For the analytics integration domain, we use SAP Data Services data flows to move and transform data, SAP Data Services workflows to orchestrate the data movement jobs, and SAP Information Steward and SAP Master Data Governance for governance and monitoring. In SAP HANA-centric architectures, we can also leverage SAP HANA Smart Data Integration, SAP HANA Smart Data Access, and SAP HANA Smart Data Quality.

The new arising data orchestration domain, often referred to with different terms and synonyms like “Big Data Fabric”, “Holistic Data Management”, “DataOps”, “Enterprise Data Hub”, “Data-driven Integration” etc., is instead a very different ballpark.

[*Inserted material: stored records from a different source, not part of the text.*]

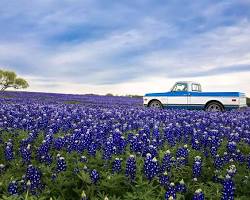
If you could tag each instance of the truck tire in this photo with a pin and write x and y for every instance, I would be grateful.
(155, 104)
(214, 107)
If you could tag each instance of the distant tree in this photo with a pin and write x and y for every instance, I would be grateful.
(9, 79)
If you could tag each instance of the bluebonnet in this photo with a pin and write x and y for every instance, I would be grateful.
(13, 188)
(228, 188)
(94, 175)
(33, 179)
(151, 167)
(26, 153)
(8, 151)
(164, 179)
(181, 187)
(166, 161)
(83, 196)
(171, 193)
(61, 164)
(197, 166)
(199, 195)
(131, 167)
(218, 162)
(116, 166)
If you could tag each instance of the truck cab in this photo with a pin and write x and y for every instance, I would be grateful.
(189, 95)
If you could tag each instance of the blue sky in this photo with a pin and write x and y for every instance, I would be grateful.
(130, 46)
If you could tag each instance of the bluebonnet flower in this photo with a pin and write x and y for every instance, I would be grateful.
(151, 167)
(231, 147)
(83, 159)
(33, 177)
(231, 171)
(196, 144)
(92, 149)
(8, 151)
(213, 151)
(164, 179)
(13, 188)
(94, 175)
(199, 195)
(131, 167)
(61, 164)
(197, 167)
(181, 187)
(228, 189)
(171, 193)
(218, 162)
(26, 153)
(166, 162)
(108, 151)
(116, 168)
(2, 167)
(83, 196)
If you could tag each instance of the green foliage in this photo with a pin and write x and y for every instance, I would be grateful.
(72, 102)
(70, 186)
(9, 79)
(248, 101)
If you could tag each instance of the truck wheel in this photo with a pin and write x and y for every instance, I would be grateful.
(155, 104)
(214, 107)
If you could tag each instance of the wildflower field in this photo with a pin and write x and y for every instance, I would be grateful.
(79, 147)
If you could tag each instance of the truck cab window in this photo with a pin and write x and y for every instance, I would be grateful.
(180, 87)
(196, 87)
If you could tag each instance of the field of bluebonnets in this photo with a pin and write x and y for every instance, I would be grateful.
(55, 146)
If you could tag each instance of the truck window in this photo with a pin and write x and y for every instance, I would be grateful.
(180, 87)
(196, 87)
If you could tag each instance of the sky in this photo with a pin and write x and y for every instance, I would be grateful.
(127, 46)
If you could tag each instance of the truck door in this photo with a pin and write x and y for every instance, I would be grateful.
(178, 97)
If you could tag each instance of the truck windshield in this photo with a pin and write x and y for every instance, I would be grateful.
(196, 87)
(180, 87)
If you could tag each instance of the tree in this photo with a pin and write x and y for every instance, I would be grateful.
(9, 79)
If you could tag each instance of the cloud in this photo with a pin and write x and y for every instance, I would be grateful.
(115, 43)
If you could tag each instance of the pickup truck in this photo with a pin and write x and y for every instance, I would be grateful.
(188, 95)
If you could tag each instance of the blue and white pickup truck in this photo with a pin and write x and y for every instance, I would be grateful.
(188, 95)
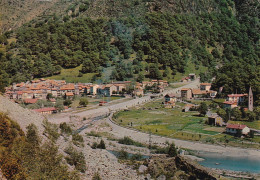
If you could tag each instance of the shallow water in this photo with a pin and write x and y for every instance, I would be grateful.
(245, 164)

At SAP, we decided to address this domain with a new innovative product called SAP Data Hub, conceived from the beginning on a cloud-native architecture on Kubernetes and Docker, capable of covering distributed landscapes across multiple cloud providers and on-premise data centers, and designed to streamline innovation projects across all sorts of different data sources and data processing paradigms, with an open approach that natively supports all most common processing engines and technologies, like Python, R, Spark, Google TensorFlow etc., as well as SAP HANA and SAP Leonardo.

SAP Data Hub solves the need to move, transform, and process the heterogeneous data with Data Hub pipelines. We orchestrate the pipelines with SAP Data Hub workflows, and provide end-to-end data governance with SAP Data Hub metadata catalog, data discovery, and profiling capabilities. All in one single tool, across all kinds of data sources (event streams, images, videos, sensor data, signals as well as data warehouses, data lakes, structured application data from backend systems), and across any distributed landscape and hybrid deployment, and any data processing engine.

It is crucial to note that the three domains do not replace each other, and do not really have much overlap. We do not foresee data pipelining as a way to replace the extraction scripts for a traditional BI stack, for example, as we did not use ETL to replace transactional integration flows, because these tools are conceived to respond to very different business needs and architectural focuses.

In other words, SAP Data Hub does not interfere with the original use cases which are covered by ETL and ESB tools. Instead, SAP Data Hub helps enterprises address the new use cases related to enabling the Intelligent Enterprise that would not be solved with any traditional tool. For these use cases, many enterprises today are struggling to plumb together a lot of different software components, e.g. one for streaming data, one for batch transfers, one for message-driven integration, ending up once again in the “point-to-point architecture” nightmare they thought they had solved years ago. With SAP Data Hub, enterprises can now simplify, streamline and succeed in delivering the promise of intelligent applications and processes and advanced analytical insights across the heterogeneous enterprise landscape, with one single and coherent overarching product addressing the data pipelining, processing and governance concerns.

The days of the data scientist frustration, and of innovation projects staying forever in their experimental stage, are now numbered.